La scorsa settimana vi abbiamo raccontato la storia di Erika Borellini: ha solo 25 anni ma già da sei si prende cura, giorno dopo giorno, della madre. Nonostante il peso di tale compito, Erika non ha mai rinunciato agli studi e, a febbraio, si è laureata con 84/110 in Ingegneria Elettronica all’Ateneo di Modena. Ora, però, per un solo punto, non può accedere alla Magistrale: “non chiedo favoritismi – specifica – semplicemente un poco di flessibilità”. Unimore però non fa eccezioni e le ha sbattuto la porta in faccia. Sul caso di Erika interviene Licia Boccaletti, presidente della cooperativa sociale Anziani e non solo da anni in prima linea dapprima per ottenere il riconoscimento giuridico dei caregiver e ora per tutelare i diritti di chi, quotidianamente, dedica la propria vita alla cura di un famigliare anziano o malato.

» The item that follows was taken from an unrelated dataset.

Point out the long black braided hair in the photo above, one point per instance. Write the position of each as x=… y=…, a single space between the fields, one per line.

“La storia di Erika – sottolinea Licia Boccaletti – e delle difficoltà che deve affrontare nel suo percorso universitario è un chiaro esempio di cosa significhi essere un giovane caregiver oggi in Italia e desideriamo ringraziare lei, per essersi esposta, e il giornale per aver dedicato spazio a questa tematica.
Secondo le statistiche ufficiali, che certamente sottostimano i dati reali, circa il 7% dei ragazzi tra i 15 e i 24 anni si prende cura di un proprio familiare malato o disabile. Un numero enorme di giovani molto spesso ignorati tanto dai servizi quanto dalla società in generale. Eppure, tutte le ricerche svolte sino ad oggi indicano che l’assunzione di responsabilità di cura durante l’infanzia e l’adolescenza rappresenta un fattore di rischio rilevante sia per lo sviluppo nei ragazzi di problemi di salute mentale (sia immediati che a lungo termine) che relativamente a benessere, compimento dei compiti evolutivi e transizione all’età adulta, in particolar modo – come dimostra il caso di Erika – riguardo l’inclusione sociale, la formazione e la carriera.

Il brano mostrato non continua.